Quarterly income taxes compared to the second quarter of 2021:
•Income tax expense was $54.8 million compared to $34.0 million, and the effective tax rate was 23.1 percent compared to 26.6 percent. The higher effective tax rate in the period a year ago reflects the effects of merger related expenses recognized during the period that were estimated to be largely nondeductible for tax purposes.
Investment securities:
•Total investment securities, net were $15.2 billion, compared to $15.1 billion at March 31, 2022 and $8.9 billion at June 30, 2021. The carrying value of the available-for-sale portfolio included $609.8 million of net unrealized losses, compared to net unrealized losses of $328.4 million at March 31, 2022 and net unrealized gains of $49.3 million at June 30, 2021. The carrying value of the held-to-maturity portfolio does not reflect $539.4 million of net unrealized losses, compared to net unrealized losses of $270.8 million at March 31, 2022 and net unrealized gains of $170.5 million at June 30, 2021.
Loans and Leases:
•Total loans and leases were $45.6 billion, compared to $43.5 billion at March 31, 2022 and $21.5 billion at June 30, 2021. Compared to March 31, 2022, commercial loans and leases increased by $1.1 billion, commercial real estate loans and leases increased by $0.6 billion, residential mortgages increased by $0.4 billion, and consumer loans decreased by $6.5 million.

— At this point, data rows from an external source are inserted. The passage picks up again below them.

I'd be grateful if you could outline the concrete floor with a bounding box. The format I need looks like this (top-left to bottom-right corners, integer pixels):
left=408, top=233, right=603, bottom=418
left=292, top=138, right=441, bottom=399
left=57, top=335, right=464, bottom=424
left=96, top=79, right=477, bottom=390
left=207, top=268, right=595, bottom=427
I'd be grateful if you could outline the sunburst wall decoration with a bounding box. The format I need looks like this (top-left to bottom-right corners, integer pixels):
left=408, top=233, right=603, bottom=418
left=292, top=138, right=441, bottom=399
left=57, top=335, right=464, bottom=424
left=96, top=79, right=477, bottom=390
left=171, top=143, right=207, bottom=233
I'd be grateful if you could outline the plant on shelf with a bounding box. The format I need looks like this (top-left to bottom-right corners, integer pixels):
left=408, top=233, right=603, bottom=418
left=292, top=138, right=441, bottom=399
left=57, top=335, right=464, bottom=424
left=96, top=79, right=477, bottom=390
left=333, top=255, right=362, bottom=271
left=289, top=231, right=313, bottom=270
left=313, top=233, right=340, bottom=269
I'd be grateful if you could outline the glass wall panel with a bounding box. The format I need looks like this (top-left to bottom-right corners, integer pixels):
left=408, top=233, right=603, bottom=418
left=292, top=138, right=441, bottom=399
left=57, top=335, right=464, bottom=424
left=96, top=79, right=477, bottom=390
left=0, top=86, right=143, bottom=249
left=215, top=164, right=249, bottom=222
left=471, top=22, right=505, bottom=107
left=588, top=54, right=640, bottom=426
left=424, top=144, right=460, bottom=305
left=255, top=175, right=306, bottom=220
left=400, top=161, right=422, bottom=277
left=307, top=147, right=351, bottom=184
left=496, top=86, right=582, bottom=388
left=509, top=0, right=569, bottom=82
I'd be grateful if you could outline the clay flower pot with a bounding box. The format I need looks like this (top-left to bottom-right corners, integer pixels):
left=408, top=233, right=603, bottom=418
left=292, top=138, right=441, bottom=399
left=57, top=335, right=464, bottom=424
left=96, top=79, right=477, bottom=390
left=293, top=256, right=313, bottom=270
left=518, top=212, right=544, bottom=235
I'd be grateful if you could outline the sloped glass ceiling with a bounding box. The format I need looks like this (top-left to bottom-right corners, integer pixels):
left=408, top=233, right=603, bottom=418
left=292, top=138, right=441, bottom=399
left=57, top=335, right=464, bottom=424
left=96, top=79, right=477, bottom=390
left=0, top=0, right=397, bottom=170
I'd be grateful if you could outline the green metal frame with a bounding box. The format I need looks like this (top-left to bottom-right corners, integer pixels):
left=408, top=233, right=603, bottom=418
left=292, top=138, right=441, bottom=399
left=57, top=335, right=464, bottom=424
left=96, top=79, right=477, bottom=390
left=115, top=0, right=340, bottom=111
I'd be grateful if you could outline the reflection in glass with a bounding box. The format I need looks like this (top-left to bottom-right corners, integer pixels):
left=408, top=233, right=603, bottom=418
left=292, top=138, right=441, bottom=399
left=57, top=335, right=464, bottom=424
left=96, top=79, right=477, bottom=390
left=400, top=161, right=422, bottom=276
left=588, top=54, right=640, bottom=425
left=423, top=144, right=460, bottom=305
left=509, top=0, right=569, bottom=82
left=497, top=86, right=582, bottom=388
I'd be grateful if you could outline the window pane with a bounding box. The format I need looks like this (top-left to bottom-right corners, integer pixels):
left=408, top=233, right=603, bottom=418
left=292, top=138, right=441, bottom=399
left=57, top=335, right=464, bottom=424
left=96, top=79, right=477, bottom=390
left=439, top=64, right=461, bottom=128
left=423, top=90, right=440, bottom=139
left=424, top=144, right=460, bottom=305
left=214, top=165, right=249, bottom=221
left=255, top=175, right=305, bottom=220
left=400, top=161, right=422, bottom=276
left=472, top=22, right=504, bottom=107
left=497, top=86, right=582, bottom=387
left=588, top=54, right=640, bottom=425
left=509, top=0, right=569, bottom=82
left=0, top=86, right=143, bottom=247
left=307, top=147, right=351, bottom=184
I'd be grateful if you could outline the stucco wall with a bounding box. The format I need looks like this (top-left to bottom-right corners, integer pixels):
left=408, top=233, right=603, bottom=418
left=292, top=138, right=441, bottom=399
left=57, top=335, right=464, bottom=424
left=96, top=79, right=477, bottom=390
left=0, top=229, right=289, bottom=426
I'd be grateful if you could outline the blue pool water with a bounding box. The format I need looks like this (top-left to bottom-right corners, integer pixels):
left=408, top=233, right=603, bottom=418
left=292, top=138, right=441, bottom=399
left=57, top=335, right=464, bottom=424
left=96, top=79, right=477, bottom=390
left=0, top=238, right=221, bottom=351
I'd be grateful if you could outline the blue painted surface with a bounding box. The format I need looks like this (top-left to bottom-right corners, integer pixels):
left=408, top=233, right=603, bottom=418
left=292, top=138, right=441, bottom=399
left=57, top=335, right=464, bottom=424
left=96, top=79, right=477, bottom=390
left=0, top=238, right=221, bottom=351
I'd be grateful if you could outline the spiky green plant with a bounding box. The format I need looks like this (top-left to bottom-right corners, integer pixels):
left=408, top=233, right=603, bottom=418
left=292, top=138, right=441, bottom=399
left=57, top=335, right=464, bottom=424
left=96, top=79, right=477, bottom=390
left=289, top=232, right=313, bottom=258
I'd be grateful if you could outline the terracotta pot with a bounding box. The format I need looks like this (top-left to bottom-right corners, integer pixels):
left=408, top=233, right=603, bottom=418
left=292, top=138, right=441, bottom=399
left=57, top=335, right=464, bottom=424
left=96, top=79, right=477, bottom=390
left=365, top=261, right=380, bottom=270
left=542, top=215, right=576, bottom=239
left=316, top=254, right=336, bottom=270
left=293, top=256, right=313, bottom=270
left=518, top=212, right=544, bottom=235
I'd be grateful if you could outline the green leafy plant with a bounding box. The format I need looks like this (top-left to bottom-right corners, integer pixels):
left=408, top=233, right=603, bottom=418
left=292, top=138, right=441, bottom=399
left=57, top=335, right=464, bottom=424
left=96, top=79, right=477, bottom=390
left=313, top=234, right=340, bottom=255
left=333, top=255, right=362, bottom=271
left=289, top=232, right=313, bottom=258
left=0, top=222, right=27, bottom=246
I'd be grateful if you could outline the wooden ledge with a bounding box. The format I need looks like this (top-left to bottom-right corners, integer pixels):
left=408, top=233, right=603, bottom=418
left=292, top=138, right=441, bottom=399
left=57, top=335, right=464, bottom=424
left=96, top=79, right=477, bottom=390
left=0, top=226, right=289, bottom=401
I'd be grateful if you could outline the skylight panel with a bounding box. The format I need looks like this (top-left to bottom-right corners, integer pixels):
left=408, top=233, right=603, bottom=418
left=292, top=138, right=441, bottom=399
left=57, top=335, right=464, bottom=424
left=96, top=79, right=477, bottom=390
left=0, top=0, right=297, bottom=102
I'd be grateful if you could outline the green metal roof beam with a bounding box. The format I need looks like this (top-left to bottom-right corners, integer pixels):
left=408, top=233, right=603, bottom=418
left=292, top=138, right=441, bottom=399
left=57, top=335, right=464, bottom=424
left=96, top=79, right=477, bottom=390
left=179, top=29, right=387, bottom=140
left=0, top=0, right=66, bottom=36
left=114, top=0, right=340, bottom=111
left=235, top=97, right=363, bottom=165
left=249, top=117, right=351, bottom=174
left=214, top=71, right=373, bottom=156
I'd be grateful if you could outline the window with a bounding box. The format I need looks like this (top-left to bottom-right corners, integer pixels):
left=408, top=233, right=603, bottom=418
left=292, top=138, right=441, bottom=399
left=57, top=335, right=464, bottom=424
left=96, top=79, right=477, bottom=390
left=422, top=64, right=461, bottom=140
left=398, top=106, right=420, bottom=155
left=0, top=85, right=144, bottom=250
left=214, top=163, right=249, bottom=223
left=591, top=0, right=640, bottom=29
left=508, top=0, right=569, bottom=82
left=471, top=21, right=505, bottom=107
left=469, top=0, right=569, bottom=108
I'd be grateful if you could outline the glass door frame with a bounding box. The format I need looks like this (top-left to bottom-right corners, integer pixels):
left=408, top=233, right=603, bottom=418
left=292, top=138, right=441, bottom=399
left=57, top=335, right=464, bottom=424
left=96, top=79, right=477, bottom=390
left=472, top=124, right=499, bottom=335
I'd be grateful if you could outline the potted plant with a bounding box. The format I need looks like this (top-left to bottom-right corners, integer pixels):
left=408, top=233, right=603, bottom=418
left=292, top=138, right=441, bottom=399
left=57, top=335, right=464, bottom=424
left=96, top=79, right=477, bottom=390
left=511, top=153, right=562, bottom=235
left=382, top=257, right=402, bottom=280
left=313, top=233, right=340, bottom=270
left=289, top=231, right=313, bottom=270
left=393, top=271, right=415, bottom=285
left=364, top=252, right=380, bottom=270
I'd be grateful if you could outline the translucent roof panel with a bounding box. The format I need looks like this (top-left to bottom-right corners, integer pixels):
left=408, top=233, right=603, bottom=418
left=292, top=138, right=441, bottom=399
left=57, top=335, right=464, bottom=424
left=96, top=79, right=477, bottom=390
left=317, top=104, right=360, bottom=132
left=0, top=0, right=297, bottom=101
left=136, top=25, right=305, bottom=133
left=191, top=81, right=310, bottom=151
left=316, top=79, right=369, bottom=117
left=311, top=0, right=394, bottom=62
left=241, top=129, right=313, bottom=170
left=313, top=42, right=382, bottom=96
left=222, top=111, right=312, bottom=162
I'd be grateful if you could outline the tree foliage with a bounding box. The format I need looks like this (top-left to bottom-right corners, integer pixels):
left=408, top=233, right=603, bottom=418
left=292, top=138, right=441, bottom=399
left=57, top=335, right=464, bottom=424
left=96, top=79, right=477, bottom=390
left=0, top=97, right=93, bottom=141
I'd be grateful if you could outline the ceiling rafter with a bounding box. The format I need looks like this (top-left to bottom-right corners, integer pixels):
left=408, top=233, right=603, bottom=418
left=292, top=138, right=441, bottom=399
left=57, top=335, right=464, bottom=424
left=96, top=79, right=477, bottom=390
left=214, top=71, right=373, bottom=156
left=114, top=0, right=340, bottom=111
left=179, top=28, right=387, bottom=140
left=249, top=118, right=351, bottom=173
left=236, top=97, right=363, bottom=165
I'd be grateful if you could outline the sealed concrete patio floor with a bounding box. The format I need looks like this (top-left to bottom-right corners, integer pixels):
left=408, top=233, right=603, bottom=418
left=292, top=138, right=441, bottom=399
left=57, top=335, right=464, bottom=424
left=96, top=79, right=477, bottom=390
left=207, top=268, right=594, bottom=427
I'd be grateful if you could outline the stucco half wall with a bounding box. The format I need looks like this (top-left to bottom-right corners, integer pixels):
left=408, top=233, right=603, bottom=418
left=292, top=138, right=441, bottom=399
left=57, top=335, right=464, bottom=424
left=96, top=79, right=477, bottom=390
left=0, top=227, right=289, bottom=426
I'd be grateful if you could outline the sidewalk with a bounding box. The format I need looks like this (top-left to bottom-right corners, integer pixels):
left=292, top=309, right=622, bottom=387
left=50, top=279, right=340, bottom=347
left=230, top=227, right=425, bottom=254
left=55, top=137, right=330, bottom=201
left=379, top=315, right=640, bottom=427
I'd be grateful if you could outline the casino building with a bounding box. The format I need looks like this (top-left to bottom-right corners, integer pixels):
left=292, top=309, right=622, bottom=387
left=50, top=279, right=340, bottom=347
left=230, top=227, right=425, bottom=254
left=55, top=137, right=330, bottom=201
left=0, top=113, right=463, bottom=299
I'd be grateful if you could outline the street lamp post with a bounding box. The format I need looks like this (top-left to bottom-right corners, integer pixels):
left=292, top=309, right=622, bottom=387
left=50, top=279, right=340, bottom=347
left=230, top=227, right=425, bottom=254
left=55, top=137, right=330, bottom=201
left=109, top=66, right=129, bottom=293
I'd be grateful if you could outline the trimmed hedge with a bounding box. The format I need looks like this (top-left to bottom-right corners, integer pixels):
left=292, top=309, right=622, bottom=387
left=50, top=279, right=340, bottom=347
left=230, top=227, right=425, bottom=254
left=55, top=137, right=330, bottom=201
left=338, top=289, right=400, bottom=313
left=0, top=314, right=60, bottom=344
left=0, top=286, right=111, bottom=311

•Compared to a year ago, commercial loans and leases increased by $10.1 billion, commercial real estate loans and leases increased by $11.7 billion, and residential mortgages increased by $2.4 billion, while consumer loans decreased by $29.6 million.
•Loan originations for the portfolio were $5.0 billion, compared to $2.6 billion in the prior quarter and $2.3 billion a year ago. In addition, $5.0 million of residential loans were originated for sale in the quarter, compared to $23.1 million in the prior quarter and $54.6 million a year ago.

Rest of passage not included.